Developer: Farallon Computing
Initial release: 1988
Sound Designer II (SD2) is a professional audio format created by Digidesign around 1988 as the successor to the original Sound Designer format. For over a decade, SD2 was the standard interchange format in professional recording studios, especially those on Macintosh systems. It stores uncompressed linear PCM audio at up to 24-bit resolution with sample rates used in professional production (44.1, 48, 88.2, and 96 kHz). A distinctive technical trait is its reliance on the classic Mac OS resource fork for critical metadata — sample rate, bit depth, and channel configuration — while audio data resides in the data fork. This design worked elegantly within the Mac ecosystem but created portability challenges when files moved to Windows or Unix. A key advantage was SD2's support for multiple channels in a single file and tight integration with the Pro Tools editing environment, enabling non-destructive region-based editing.
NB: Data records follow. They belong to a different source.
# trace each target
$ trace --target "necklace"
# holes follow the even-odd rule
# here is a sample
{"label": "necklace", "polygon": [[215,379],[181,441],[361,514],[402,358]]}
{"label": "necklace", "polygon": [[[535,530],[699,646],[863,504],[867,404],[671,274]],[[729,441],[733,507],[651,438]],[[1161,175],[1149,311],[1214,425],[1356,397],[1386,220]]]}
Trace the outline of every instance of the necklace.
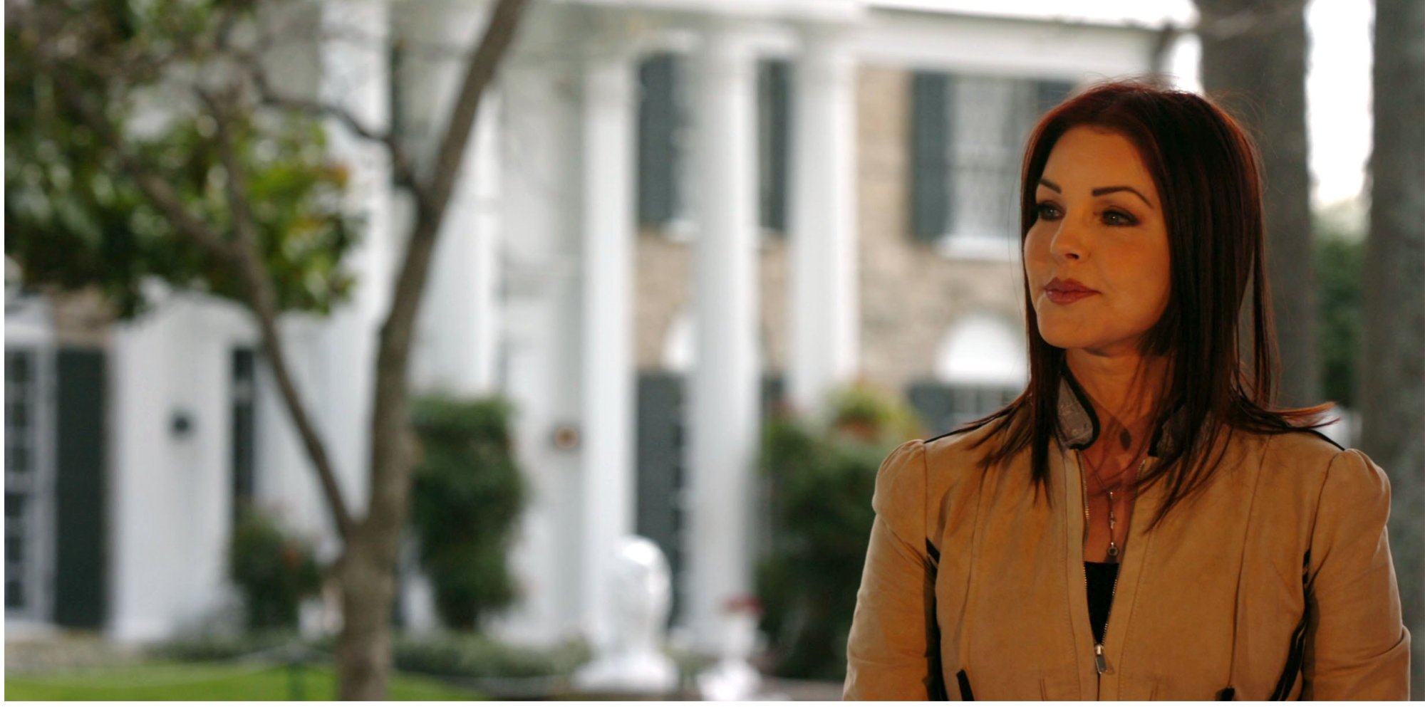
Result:
{"label": "necklace", "polygon": [[[1139,467],[1141,467],[1143,463],[1147,461],[1147,459],[1141,457],[1141,454],[1143,453],[1139,451],[1139,453],[1136,453],[1133,456],[1133,459],[1137,460]],[[1099,477],[1097,470],[1100,467],[1093,466],[1093,463],[1089,463],[1089,466],[1090,466],[1089,467],[1089,476],[1099,481],[1100,491],[1103,491],[1109,497],[1109,553],[1107,553],[1107,557],[1106,557],[1106,562],[1107,564],[1117,564],[1119,562],[1119,553],[1120,551],[1119,551],[1119,537],[1117,537],[1117,524],[1119,524],[1119,520],[1117,520],[1117,514],[1114,514],[1114,504],[1116,504],[1114,494],[1117,494],[1116,490],[1119,487],[1121,487],[1121,484],[1123,484],[1121,481],[1119,481],[1119,478],[1123,477],[1123,473],[1127,473],[1129,470],[1131,470],[1133,466],[1134,466],[1134,463],[1130,461],[1127,467],[1124,467],[1123,470],[1119,470],[1117,473],[1114,473],[1114,476],[1113,476],[1113,480],[1114,480],[1113,487],[1109,487],[1109,484],[1103,481],[1103,477]],[[1100,463],[1100,466],[1102,466],[1102,463]],[[1133,478],[1133,484],[1134,486],[1137,484],[1137,477]]]}

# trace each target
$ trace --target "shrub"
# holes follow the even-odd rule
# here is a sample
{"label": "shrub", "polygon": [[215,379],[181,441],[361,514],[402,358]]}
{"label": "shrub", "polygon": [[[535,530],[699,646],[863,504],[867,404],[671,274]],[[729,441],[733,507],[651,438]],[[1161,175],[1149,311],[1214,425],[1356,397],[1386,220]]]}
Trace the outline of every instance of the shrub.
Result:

The format also carried loop points and markers, making it valuable for sample libraries. As Avid Technology shifted Pro Tools toward WAV and AIFF, SD2 usage declined, but millions of legacy session archives still contain SD2 files needing occasional conversion.
Initial release: 1988

Frequently Asked Questions

What makes SD2 a better choice than FSSD?
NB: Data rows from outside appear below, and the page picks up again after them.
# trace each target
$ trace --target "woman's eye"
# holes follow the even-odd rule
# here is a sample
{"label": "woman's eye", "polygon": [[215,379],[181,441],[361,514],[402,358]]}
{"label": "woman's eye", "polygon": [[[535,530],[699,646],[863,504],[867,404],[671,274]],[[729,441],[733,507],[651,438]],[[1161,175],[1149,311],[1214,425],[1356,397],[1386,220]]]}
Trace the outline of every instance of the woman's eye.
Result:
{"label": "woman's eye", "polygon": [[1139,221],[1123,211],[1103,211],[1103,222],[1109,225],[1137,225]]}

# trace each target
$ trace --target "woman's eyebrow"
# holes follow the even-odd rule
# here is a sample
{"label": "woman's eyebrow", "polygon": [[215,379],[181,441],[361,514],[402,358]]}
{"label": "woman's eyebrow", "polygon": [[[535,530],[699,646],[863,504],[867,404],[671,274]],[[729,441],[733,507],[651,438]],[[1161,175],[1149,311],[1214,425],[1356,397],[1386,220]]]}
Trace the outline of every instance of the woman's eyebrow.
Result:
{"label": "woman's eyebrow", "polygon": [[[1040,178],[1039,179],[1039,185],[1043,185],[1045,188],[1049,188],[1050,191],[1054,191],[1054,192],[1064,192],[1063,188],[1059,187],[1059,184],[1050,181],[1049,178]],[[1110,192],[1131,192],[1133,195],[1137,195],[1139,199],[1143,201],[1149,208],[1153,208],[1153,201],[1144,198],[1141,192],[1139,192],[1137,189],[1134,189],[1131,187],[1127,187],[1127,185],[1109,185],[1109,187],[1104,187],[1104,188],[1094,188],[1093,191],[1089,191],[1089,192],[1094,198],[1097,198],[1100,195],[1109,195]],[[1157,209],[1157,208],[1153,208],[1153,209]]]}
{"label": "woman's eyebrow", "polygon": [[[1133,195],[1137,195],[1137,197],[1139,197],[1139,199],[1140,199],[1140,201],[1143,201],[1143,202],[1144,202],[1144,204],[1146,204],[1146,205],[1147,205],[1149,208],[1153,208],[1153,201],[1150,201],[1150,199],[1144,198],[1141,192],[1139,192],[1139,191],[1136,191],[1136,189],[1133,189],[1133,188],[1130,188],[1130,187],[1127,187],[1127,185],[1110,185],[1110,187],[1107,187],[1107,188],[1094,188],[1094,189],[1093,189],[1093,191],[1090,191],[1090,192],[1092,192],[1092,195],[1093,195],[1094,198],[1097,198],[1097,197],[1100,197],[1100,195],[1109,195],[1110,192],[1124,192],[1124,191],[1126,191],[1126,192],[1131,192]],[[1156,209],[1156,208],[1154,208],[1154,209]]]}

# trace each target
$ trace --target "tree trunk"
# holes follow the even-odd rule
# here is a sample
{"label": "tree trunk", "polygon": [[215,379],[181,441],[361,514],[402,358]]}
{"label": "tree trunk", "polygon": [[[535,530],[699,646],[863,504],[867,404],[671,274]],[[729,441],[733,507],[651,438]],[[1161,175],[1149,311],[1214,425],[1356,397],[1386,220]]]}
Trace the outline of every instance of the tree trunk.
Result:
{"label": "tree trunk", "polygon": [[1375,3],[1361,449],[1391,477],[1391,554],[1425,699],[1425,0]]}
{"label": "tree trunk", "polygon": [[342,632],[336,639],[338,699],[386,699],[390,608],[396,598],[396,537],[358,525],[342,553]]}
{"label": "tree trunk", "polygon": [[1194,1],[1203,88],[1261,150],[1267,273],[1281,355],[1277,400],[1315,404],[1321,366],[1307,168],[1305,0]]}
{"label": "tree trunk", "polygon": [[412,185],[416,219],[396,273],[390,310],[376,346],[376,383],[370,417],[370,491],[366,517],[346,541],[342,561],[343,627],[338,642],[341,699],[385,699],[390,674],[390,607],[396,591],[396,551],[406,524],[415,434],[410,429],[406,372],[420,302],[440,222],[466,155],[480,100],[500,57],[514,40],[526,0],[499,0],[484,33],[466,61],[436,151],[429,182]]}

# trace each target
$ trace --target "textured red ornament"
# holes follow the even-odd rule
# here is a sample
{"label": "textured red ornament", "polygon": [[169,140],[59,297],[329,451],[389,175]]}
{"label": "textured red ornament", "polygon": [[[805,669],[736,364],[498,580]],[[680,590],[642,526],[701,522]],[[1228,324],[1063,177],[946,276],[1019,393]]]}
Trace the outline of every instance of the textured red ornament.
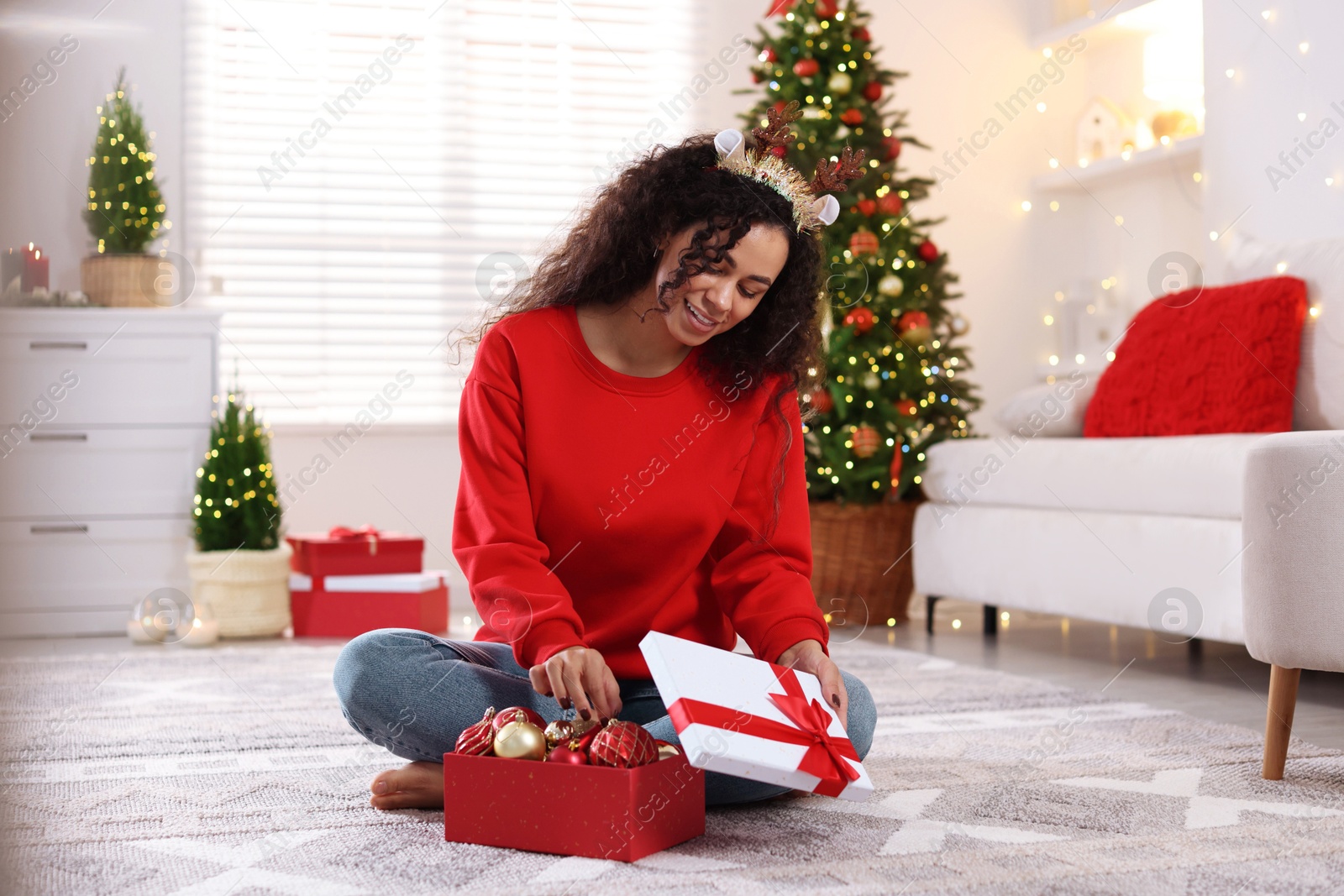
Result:
{"label": "textured red ornament", "polygon": [[594,766],[634,768],[657,758],[659,746],[653,742],[653,735],[633,721],[609,721],[589,747],[589,759]]}
{"label": "textured red ornament", "polygon": [[878,200],[878,208],[882,210],[883,215],[899,215],[906,208],[906,203],[900,199],[899,193],[887,193]]}
{"label": "textured red ornament", "polygon": [[853,332],[863,336],[872,329],[872,325],[878,322],[878,316],[872,313],[871,308],[856,308],[844,316],[844,325],[853,326]]}
{"label": "textured red ornament", "polygon": [[871,230],[856,230],[849,236],[849,251],[855,255],[874,255],[878,251],[878,235]]}
{"label": "textured red ornament", "polygon": [[460,752],[465,756],[488,756],[495,748],[495,728],[491,725],[493,717],[495,707],[491,707],[481,716],[480,721],[466,725],[462,733],[457,735],[453,752]]}
{"label": "textured red ornament", "polygon": [[855,457],[872,457],[878,453],[878,443],[882,437],[878,435],[878,430],[871,426],[860,426],[849,437],[849,442],[853,445]]}
{"label": "textured red ornament", "polygon": [[[575,746],[571,747],[570,744]],[[546,762],[562,762],[567,766],[589,764],[587,751],[582,750],[577,744],[577,740],[555,744],[555,747],[551,748],[551,752],[546,754]]]}
{"label": "textured red ornament", "polygon": [[500,709],[495,716],[495,731],[499,731],[511,721],[531,721],[538,728],[546,728],[546,720],[527,707],[508,707]]}

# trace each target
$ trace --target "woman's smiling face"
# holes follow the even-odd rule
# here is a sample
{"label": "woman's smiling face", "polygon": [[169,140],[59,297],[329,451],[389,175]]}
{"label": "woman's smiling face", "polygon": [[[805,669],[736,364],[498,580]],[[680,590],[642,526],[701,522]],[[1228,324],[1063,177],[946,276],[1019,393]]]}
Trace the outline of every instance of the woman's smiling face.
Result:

Since FSSD has headerless raw format that requires manual parameter setup to play, switching to SD2 provides Pro Tools native support.

What can I use to play SD2?

You can open SD2 with Pro Tools, Logic Pro, Audacity, and Digidesign audio tools.

Will I lose audio quality converting FSSD to SD2?

Converting to SD2 is lossless — the audio quality in the SD2 output will be identical to the original FSSD recording.

Can I do this conversion from my phone?

Yes. The online converter is platform-independent — use it from any computer, tablet, or smartphone with a web browser.

Are there limits on FSSD to SD2 conversion?

Standard conversions work without restrictions for typical use. Premium plans provide additional speed and capacity for large workloads.

Is registration needed for this conversion?

No account is needed for standard conversions. Simply upload your FSSD recording, choose SD2, and download the result.